Order 38, rule 11 A (New)

38.15. With respect to attachment before judgment (Order 38, rule 9), reference had been made in the earlier Report1 to the controversy on a certain point. An Allahabad case2 shows that the controversy still continues.

1. 27th Report.

2. Raj Chander v. Ramesh Kishore, AIR 1965 All 546.

38.16. In the Allahabad case, the appellants filed a suit in 1947, and obtained an order of attachment before judgment in respect of the property of the judgment debtor. The property was attached. The Munsiff appointed the respondent as "superddar" (Custodian) of the property. In the security bond executed by the respondent, he made himself liable for any loss of the property entrusted to him. First, the suit was dismissed for default of the plaintiff; but later it was restored. The defendant went in appeal, and the case was remanded for disposal on the merits, and ultimately the plaintiff obtained a decree. The decree-holder then moved an application for execution of the decree by arrest of the surety respondent, relying on the attachment before judgement and the connected bond.

38.17. The main object to this application for execution was that the order of attachment before judgment had come to an end with the dismissal of the suit, and the respondent's liability had also ceased with it. Negativing this contention, the High Court held that-

"A plain reading of (Order 38, rule 9) goes to indicate that if and when the suit is dismissed, the court is under an obligation to make an order withdrawing the attachment. In other words, the order of attachment before judgment made by the court would fall with the dismissal of the suit. If the court either inadvertently or through carelessness omits to pass an order withdrawing the attachment and thereby fails to perform a duty imposed upon it, could it be said that the attachment shall subsist even though there is no suit in existence? No discretion is allowed to the court to permit the attachment to continue even after the dismissal of the suit. It, therefore, follows that the mandatory provisions of rule 9 will not be affected by reason of the court having failed to comply with the provisions of the law."

38.18. It was also further held, that there was no distinction between the dismissal of suit for default and a dismissal of suit on merits.
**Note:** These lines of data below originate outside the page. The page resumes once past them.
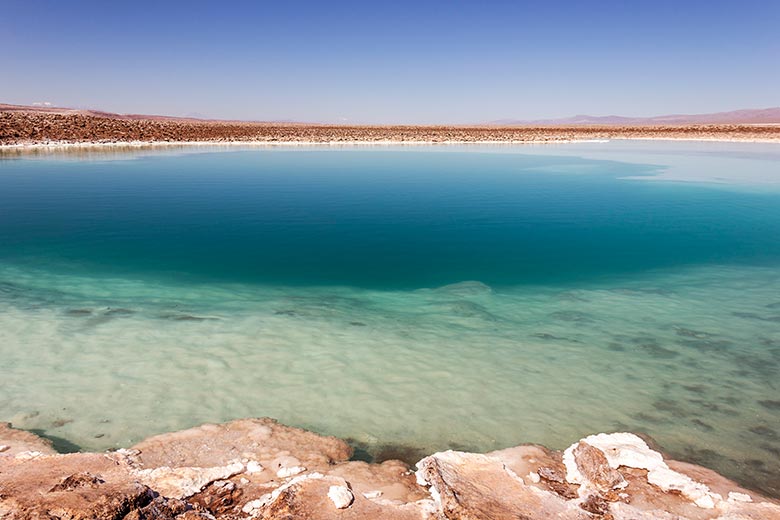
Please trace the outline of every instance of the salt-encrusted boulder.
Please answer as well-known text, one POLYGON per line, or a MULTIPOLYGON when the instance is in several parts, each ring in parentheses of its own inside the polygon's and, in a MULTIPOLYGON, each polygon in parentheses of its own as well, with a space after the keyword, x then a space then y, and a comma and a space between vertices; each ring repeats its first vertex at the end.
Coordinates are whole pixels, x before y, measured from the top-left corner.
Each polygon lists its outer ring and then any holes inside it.
POLYGON ((300 475, 266 497, 249 502, 243 512, 262 520, 435 520, 434 504, 370 500, 354 493, 340 478, 308 473, 300 475), (351 496, 351 500, 349 500, 351 496))
POLYGON ((0 438, 3 520, 780 520, 776 501, 629 433, 564 452, 436 453, 416 474, 400 461, 348 461, 344 442, 268 419, 105 454, 54 454, 7 426, 0 438))
POLYGON ((204 424, 150 437, 132 448, 139 467, 224 467, 244 464, 256 480, 325 471, 349 459, 352 449, 335 437, 279 424, 273 419, 241 419, 204 424))
POLYGON ((0 464, 2 464, 4 457, 15 457, 25 451, 44 455, 56 453, 48 440, 33 433, 12 428, 9 423, 0 422, 0 464))
POLYGON ((495 456, 446 451, 424 458, 417 468, 418 482, 450 520, 591 518, 575 501, 526 484, 495 456))
POLYGON ((154 493, 127 466, 100 453, 22 452, 0 465, 0 518, 114 520, 147 505, 154 493))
"If the plaintiff succeeds in getting the suit restored in one case and the dismissal of suit is set aside an appeal in the other, all that happens is that the suit becomes alive. It cannot be disputed that once a suit is dismissed either for default or on merits, it ceases to exist in the eye of the law, and any ancillary orders passed in the suit would automatically come to an end and cease to operate."
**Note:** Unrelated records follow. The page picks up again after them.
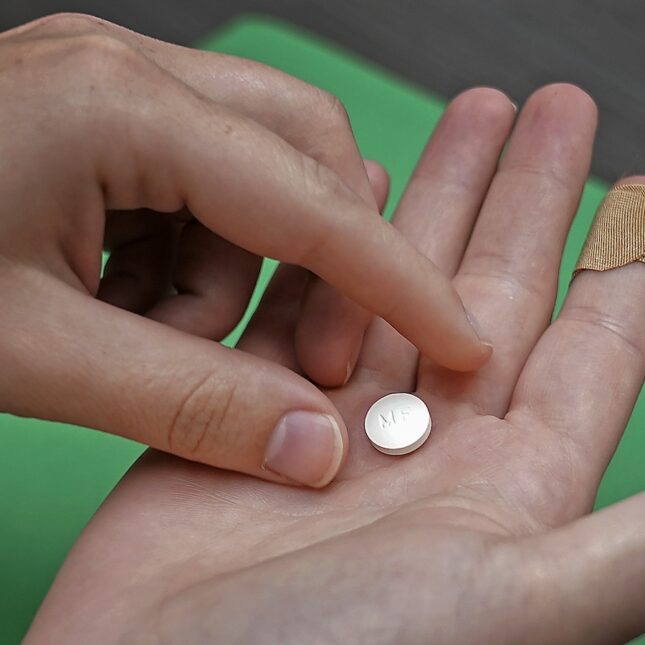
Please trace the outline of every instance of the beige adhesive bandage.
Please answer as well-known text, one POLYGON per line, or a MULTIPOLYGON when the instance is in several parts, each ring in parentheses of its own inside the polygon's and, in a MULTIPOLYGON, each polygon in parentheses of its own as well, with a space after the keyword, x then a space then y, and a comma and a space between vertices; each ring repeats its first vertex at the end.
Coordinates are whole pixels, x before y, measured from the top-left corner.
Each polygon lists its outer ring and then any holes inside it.
POLYGON ((645 184, 614 186, 601 204, 572 278, 645 262, 645 184))

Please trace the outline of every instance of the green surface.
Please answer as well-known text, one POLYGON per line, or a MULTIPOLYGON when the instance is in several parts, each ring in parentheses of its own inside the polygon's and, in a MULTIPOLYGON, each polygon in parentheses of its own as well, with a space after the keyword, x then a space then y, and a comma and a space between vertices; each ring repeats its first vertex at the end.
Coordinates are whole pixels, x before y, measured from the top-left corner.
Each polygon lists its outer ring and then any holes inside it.
MULTIPOLYGON (((391 212, 441 114, 442 100, 273 21, 239 20, 201 46, 263 61, 339 96, 364 156, 384 163, 392 175, 391 212)), ((567 245, 563 286, 605 190, 597 181, 587 186, 567 245)), ((265 267, 262 283, 271 269, 265 267)), ((644 398, 603 481, 599 505, 645 490, 644 398)), ((65 553, 141 447, 8 415, 0 416, 0 438, 0 643, 10 645, 19 642, 65 553)))

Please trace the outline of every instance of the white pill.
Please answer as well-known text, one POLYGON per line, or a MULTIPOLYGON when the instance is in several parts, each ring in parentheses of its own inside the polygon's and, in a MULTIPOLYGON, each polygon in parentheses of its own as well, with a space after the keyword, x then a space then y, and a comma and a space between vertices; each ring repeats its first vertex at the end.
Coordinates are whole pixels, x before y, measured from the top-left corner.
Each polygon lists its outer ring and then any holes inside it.
POLYGON ((367 437, 387 455, 405 455, 421 447, 431 428, 426 404, 414 394, 404 392, 384 396, 365 415, 367 437))

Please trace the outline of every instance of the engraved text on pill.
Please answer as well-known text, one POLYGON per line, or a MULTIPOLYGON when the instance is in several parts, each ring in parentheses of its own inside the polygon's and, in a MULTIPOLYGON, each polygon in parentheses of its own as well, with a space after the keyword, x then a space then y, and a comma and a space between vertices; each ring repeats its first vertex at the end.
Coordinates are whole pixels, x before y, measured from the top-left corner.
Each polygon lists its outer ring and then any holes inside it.
MULTIPOLYGON (((398 410, 399 413, 399 422, 405 423, 406 417, 408 414, 410 414, 410 408, 405 407, 405 408, 400 408, 398 410)), ((381 422, 381 428, 385 430, 386 428, 389 428, 391 425, 396 425, 397 424, 397 415, 395 414, 395 410, 390 410, 389 414, 387 415, 382 415, 379 414, 379 421, 381 422)))

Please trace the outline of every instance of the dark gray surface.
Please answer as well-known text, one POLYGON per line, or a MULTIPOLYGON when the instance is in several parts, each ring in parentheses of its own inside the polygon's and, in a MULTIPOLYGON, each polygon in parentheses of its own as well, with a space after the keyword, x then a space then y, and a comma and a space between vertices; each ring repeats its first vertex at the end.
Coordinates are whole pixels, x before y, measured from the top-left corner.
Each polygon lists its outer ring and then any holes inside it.
POLYGON ((63 10, 183 44, 239 13, 271 14, 445 97, 485 84, 521 103, 575 82, 600 106, 594 172, 645 172, 643 0, 3 0, 0 29, 63 10))

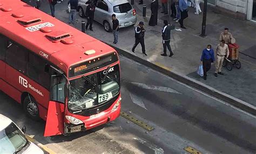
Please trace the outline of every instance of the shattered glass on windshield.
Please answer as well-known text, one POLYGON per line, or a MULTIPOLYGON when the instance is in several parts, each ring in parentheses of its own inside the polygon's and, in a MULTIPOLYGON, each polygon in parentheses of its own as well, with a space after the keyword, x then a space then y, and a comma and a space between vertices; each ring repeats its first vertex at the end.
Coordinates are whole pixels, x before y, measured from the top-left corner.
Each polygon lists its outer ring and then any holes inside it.
POLYGON ((119 93, 119 66, 116 65, 70 81, 69 108, 79 110, 107 102, 119 93))

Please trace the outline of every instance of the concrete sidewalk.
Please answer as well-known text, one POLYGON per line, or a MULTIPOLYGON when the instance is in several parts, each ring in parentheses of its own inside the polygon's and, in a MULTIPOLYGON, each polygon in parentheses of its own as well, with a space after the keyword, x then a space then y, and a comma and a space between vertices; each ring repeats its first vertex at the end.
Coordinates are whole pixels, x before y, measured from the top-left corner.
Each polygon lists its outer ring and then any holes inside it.
MULTIPOLYGON (((50 14, 50 11, 48 2, 42 4, 41 10, 50 14)), ((230 95, 234 97, 245 101, 256 107, 256 24, 249 21, 241 21, 233 19, 223 15, 216 14, 212 9, 209 8, 207 12, 207 28, 206 38, 199 36, 201 31, 203 15, 194 14, 194 9, 190 8, 188 18, 184 21, 187 29, 182 31, 173 30, 172 32, 171 46, 174 55, 172 58, 163 57, 160 55, 163 53, 161 30, 163 20, 167 19, 168 15, 164 16, 159 5, 158 24, 152 27, 148 26, 150 17, 150 4, 151 1, 144 0, 147 4, 146 17, 142 17, 142 5, 138 5, 138 0, 136 0, 133 7, 137 12, 138 22, 142 20, 145 23, 146 33, 145 41, 147 57, 143 57, 141 47, 139 45, 136 48, 135 55, 149 62, 164 68, 172 72, 185 75, 218 90, 230 95), (224 27, 230 29, 230 31, 237 39, 237 43, 240 46, 239 60, 242 67, 240 69, 233 68, 232 71, 223 68, 225 75, 213 76, 214 64, 208 74, 206 81, 200 78, 196 71, 200 64, 200 58, 202 50, 206 46, 211 44, 213 48, 219 43, 219 34, 224 27)), ((67 23, 69 15, 66 13, 67 1, 56 6, 56 16, 58 19, 67 23)), ((160 4, 160 3, 159 3, 160 4)), ((80 22, 82 19, 77 15, 79 24, 72 25, 80 29, 80 22)), ((173 22, 177 29, 178 23, 173 22)), ((113 42, 111 33, 106 32, 101 25, 95 22, 94 31, 87 31, 87 34, 108 44, 113 42)), ((133 27, 121 29, 119 34, 119 42, 116 46, 127 52, 131 52, 131 48, 134 42, 133 27)))

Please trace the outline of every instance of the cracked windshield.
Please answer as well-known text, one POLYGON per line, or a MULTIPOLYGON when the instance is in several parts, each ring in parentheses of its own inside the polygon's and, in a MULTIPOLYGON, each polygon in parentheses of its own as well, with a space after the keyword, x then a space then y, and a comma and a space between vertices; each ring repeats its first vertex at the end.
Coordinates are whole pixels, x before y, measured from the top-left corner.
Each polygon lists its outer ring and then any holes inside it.
POLYGON ((70 81, 69 108, 72 110, 88 109, 103 104, 119 94, 118 65, 87 76, 70 81))

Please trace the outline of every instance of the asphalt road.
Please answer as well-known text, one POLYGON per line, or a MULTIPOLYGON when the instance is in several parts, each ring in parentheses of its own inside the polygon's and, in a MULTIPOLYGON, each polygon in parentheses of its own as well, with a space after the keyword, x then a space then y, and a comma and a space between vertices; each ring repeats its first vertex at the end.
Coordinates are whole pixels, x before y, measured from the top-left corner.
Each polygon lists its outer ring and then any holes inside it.
POLYGON ((60 153, 255 153, 256 118, 150 68, 120 57, 122 110, 154 128, 123 117, 85 132, 44 137, 45 122, 28 118, 0 92, 0 113, 60 153))

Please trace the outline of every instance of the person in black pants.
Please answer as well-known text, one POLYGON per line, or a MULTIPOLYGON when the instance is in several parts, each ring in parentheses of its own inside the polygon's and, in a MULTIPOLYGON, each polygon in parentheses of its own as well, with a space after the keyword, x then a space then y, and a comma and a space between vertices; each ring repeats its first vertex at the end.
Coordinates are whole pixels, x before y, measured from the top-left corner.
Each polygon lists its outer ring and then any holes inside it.
POLYGON ((207 72, 211 69, 212 62, 214 61, 214 52, 212 49, 212 46, 208 45, 207 48, 203 51, 201 56, 201 64, 203 64, 204 68, 204 79, 206 80, 207 72))
POLYGON ((144 34, 145 30, 143 27, 144 25, 144 23, 143 22, 140 22, 139 25, 135 27, 135 44, 132 47, 132 52, 134 52, 135 48, 140 43, 142 45, 143 55, 147 56, 145 50, 144 34))
POLYGON ((170 25, 168 24, 168 21, 166 20, 164 20, 164 26, 163 27, 162 30, 162 37, 163 37, 163 45, 164 46, 164 53, 161 54, 162 56, 167 56, 166 54, 166 47, 170 51, 170 57, 171 57, 173 55, 172 48, 170 45, 170 42, 171 41, 171 30, 174 29, 174 26, 170 25))
POLYGON ((172 10, 172 14, 171 17, 176 18, 176 8, 175 8, 175 3, 173 2, 171 5, 171 10, 172 10))
POLYGON ((93 1, 90 1, 90 4, 86 7, 86 11, 85 11, 85 15, 87 17, 87 24, 85 26, 85 30, 87 30, 88 26, 90 25, 89 29, 91 31, 92 30, 92 22, 94 19, 94 12, 95 11, 95 5, 93 1))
38.19. In the instant case, it was, therefore, held that the 'superdar' could not, after the, attachment proceedings had become ineffective by reason of the dismissal of the suit for default, be held liable under the security bond executed by him.
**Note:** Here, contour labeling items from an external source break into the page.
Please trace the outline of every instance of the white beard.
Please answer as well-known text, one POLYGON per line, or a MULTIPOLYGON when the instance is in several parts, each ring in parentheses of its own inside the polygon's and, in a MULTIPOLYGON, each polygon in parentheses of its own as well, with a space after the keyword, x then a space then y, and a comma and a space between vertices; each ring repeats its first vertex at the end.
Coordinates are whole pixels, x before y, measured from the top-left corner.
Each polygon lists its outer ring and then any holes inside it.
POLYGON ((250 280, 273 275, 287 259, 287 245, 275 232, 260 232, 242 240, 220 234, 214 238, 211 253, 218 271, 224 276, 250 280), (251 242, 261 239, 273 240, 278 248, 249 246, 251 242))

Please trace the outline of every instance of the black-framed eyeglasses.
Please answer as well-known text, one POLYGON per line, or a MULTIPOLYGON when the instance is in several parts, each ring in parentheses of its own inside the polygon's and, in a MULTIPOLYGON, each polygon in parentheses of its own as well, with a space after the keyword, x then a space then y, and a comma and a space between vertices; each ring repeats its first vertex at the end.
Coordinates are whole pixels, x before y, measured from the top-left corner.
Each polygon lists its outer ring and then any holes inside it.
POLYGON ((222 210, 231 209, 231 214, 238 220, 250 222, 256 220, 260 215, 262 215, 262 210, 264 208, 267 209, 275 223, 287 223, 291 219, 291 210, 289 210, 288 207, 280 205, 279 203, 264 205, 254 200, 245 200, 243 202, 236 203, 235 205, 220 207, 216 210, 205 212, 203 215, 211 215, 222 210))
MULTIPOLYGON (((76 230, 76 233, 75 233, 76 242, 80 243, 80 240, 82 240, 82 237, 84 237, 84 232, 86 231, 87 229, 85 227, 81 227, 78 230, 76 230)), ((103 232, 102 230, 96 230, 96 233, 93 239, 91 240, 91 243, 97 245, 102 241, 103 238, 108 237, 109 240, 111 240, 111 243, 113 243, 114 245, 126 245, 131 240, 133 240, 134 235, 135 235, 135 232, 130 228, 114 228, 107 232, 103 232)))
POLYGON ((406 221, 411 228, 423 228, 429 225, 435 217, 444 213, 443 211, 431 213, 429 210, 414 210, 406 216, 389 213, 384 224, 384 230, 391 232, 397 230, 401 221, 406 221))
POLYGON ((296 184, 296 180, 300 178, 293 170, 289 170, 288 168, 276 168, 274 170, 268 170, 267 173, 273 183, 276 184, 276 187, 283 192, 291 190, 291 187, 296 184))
38.20. In this connection, reference may be made to the earlier Report1 portions dealing with Order 21, rule 57, and the proposed new Order 38, rule 11A. Order 21, rule 57 provides that where property has been attached in execution of a decree, but, because of the decree-holder's default, the court is unable to proceed further with the execution application then, it can dismiss the application, in which case "the attachment will cease". There was a conflict of view son the question whether this rule applied to attachment before judgment. As a solution, the Law Commission had suggested that a general rule applying the provisions of the Code (relating to attachment made in execution) to attachments before a judgment- should be inserted.

1. 27th Report.

38.21. The proposed new rule was as follows:-

"Order 38, rule 11A: They provisions of this Code applicable to an attachment made in execution of a decree shall, as far as may be, apply to an attachment made before judgment which continues after judgment by virtue of the provisions of rule 11."

38.22. The judgment of the Allahabad High Court on Order 38, rule 9 is in conformity with the general principle recommended by the Law Commission (in its earlier report). The order of attachment made before judgment by the court would also fall with the dismissal of the suit.


38.23. The earlier recommendation should be carried out. It will not, however, solve the special difficulty created by the peculiar facts that were found in the Allahabad case, and it may, therefore, be worthwhile to provide also that the restoration of a suit does not revive the attachment made before dismissal. Accordingly, the following rule should be added as Order 38, rule 11A-

"11A (1) The provisions of this Code applicable to an attachment made in execution of a decree shall, as far as may be, apply to an attachment made before judgment which continues after the judgment by virtue of the provisions of rule 11.

(2) An attachment made before judgment, in a suit which is dismissed for default, shall not revive merely be reason of the restoration of the suit."